It is relatively straightforward to identify not only the theological influences that shaped the life and ministry of Dr Martyn Lloyd-Jones, but also how and when he came into contact with them.
His church heritage was that of the Welsh Calvinistic Methodist fathers of the 18th Century, an atmosphere that shaped his whole spirituality (the two volume work Tadau Methodistiaid, was, writes Iain Murray, constantly in his hands in his early years at Sandfields, Aberavon).
Then there is the specific life-long impact made when he found the two volume 1834 edition of Jonathan Edwards' works in a bookshop in Cardiff in 1929, through to his discovery in Toronto, in 1932, of the ten volumes of B. B. Warfield (although some seventeen years later he acknowledged that reading Warfield had left him unbalanced).
To this we can add his reading of an advertisement for a new edition of The Autobiography of Richard Baxter (in the 8th October 1925 edition of The British Weekly), which lead him to read F. J. Powicke's biography of Richard Baxter, and to a lifelong love of the Puritans. As a wedding present in early January 1927 he was given second hand sets of the works of John Owen and Richard Baxter.
All of these influences are well known and well explored. But the following anecdote from Iain Murray is, as far as I am unaware, unexplored. In his own words Lloyd-Jones acknowledges the impact of Kenneth Kirk's The Vision of God.
Another major work which he read about this period [early 1930s] was The Vision of God by Kenneth E. Kirk, being the Bampton Lectures for 1928, delivered at Oxford where Kirk, nine years later, became Bishop.
'These lectures,' he commented later, 'had a great effect on me. Kirk dealt with the pursuit of God and the different methods by which men have sought God, but he did it historically and went right through -- the medieval mystics, the later mystics and so on.
I found that book absolutely seminal. It gave me a lot of background. It made me think. It helped me to understand the Scriptures and also see the dangers in such movements as monasticism and the anchorites.
I regard The Vision of God as one of the greatest books which I ever read.'D. Martyn Lloyd-Jones: The First Forty Years 1899-1939, p. 254
It is not clear from the text exactly when Lloyd-Jones made the comments above. Perhaps it was during the period from 1961 when Iain Murray was intermittently accumulating information, or as late as 1980.

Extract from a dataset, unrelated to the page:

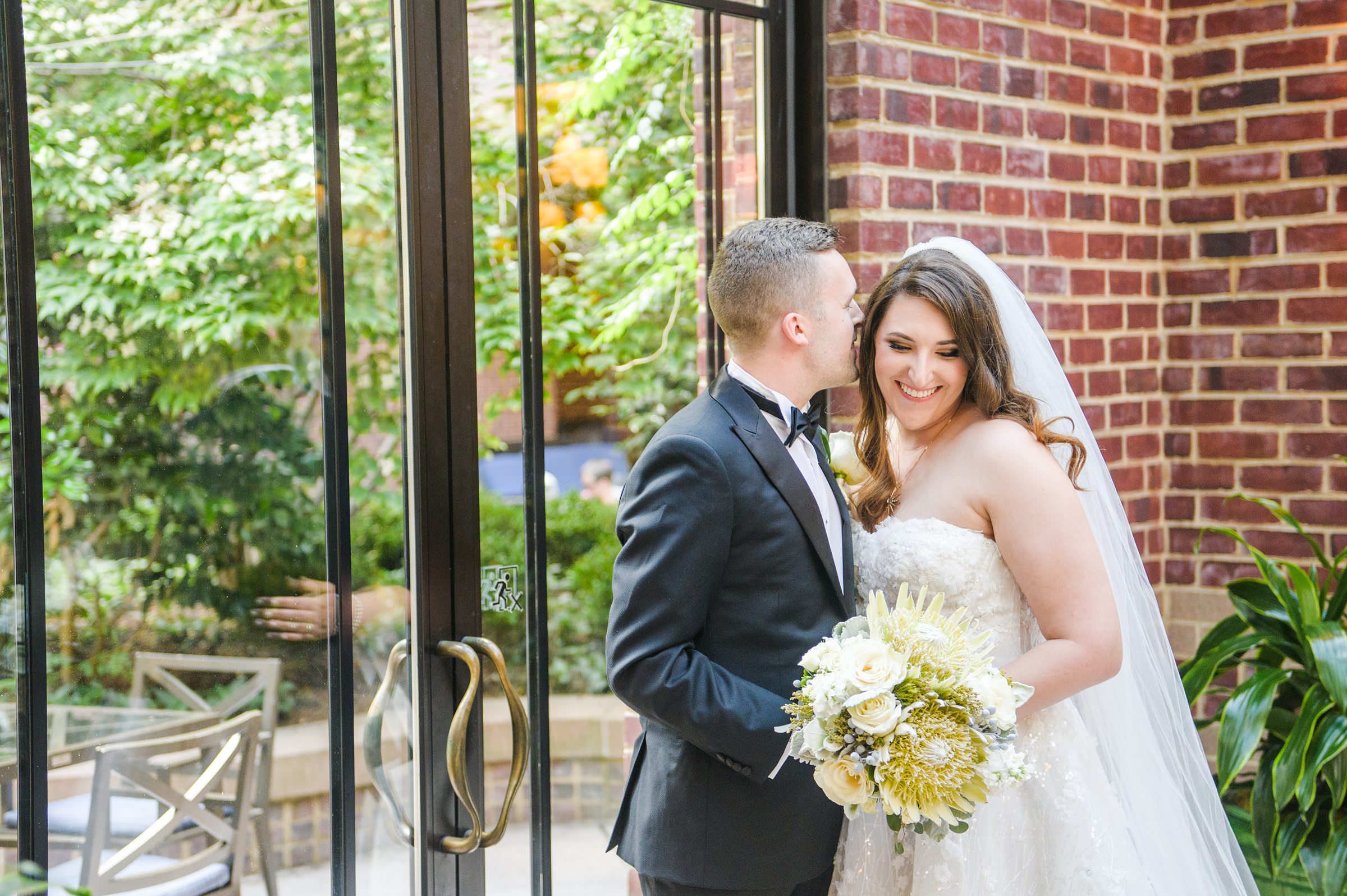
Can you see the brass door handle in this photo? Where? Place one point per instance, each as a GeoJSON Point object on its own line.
{"type": "Point", "coordinates": [375, 744]}
{"type": "Point", "coordinates": [456, 748]}
{"type": "Point", "coordinates": [519, 736]}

I am not aware of any significant secondary impact made by this book, comparable to that of Lloyd-Jones' commendation of the works of Edwards, Owen, Warfield, or the Tadau Methodistiaid.
Moreover, I am not aware of any conference address or article that has traced any of the impact of this work either in the sermons and addresses, or the published volumes by the Doctor. But clearly it did made a significant impact upon his thinking, and it would be interesting to excavate the details of it.
And, as it happens, I came across The Vision of God at Cardiff University Library just two weeks ago.